Allow time (three-to-six months) for staff to get past the learning curve after introduction of a new device. Critically review any product complaints received in the early stages of implementing a new safety device; complaints may be related to lack of training or awkwardness using a new product, rather than poor product design.

Once a safety device is implemented, remove as much of the old product as possible. Make unit rounds, using team members whenever possible, to ensure the new device is being used and the safety feature properly activated. Keep an eye out for hoarding; staff may stash old devices so they don't have to adapt to the new one.

Provide training for staff who weren't available for the initial in-services. Develop processes for reporting problems with a new safety device and for requesting exemptions from using it, in cases where a conventional alternative is necessary for reasons of patient safety. (Carefully document those reasons in the facility's exposure-control plan. OSHA does not consider user preference a valid reason for not using a safety device.)

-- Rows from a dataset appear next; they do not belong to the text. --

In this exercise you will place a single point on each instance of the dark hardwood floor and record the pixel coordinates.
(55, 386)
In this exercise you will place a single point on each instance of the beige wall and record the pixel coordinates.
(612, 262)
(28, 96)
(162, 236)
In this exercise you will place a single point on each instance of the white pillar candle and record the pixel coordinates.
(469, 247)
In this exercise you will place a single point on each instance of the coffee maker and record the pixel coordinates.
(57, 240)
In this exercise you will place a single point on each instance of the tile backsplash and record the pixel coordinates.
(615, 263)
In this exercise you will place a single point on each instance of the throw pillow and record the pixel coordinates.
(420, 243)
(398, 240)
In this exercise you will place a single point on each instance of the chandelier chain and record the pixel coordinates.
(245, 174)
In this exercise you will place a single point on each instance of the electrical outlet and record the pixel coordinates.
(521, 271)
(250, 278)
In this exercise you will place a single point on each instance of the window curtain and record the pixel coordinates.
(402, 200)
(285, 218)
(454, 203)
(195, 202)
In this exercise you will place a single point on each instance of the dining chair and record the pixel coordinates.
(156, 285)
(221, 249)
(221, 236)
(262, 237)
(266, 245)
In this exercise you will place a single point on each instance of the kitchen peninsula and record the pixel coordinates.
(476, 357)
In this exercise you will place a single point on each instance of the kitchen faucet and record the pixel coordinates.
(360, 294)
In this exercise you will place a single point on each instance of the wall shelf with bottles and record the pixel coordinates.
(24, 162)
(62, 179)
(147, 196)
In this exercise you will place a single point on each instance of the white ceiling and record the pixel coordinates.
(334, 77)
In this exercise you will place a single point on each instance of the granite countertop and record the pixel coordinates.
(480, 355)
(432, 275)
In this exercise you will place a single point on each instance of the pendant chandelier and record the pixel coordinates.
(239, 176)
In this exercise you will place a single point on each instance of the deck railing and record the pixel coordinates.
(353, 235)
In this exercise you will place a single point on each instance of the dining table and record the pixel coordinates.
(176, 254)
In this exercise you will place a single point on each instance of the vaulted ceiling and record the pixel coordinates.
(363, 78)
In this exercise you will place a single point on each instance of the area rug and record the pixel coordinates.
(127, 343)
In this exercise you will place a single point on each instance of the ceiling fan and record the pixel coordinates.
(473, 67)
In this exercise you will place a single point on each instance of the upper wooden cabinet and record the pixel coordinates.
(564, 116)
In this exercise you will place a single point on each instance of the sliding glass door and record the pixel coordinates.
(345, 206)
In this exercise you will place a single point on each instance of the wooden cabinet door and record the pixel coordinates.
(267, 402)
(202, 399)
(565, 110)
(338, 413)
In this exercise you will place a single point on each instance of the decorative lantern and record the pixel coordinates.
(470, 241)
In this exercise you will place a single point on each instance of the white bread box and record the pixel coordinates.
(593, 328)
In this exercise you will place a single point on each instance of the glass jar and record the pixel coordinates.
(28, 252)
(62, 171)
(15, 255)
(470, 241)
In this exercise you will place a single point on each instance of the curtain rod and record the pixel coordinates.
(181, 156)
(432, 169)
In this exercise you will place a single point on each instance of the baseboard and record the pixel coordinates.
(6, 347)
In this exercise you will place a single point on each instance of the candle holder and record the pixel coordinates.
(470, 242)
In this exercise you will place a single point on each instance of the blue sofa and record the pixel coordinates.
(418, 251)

When you're training large numbers of employees on a safety device, consider adopting the "super user" concept. For each clinical area implementing the device, give one person extended training in advance; that person then is a resource for co-workers experiencing problems post-training.

Be patient - and cautious
Implementing safety devices facility-wide is a time-consuming, labor-intensive process --and can be discouraging if you encounter staff who resist changing. After all, you're doing it for their benefit. But it's worth the effort. Safety-engineered sharps have been shown to significantly reduce needlesticks and other percutaneous injuries.1 Keep in mind that even if your facility has fully converted to safety alternatives - a process that can take from one to two years, depending the on size and complexity of your institution - sharps injuries can still occur.

Safety devices don't always work as intended. Staff may let down their guard because they thought the device was "safe" and handled it as though it could not hurt them, or (more commonly) staff may fail to activate the safety feature. Be prepared for these situations and continue to refine your needlestick-prevention program as needed.

Reference
1. Jagger J, Perry J. Comparison of EPINet data for 1993 and 2001 shows marked decline in needlestick injury rates. Advances in Exposure Prevention 2003;6(3):25-27.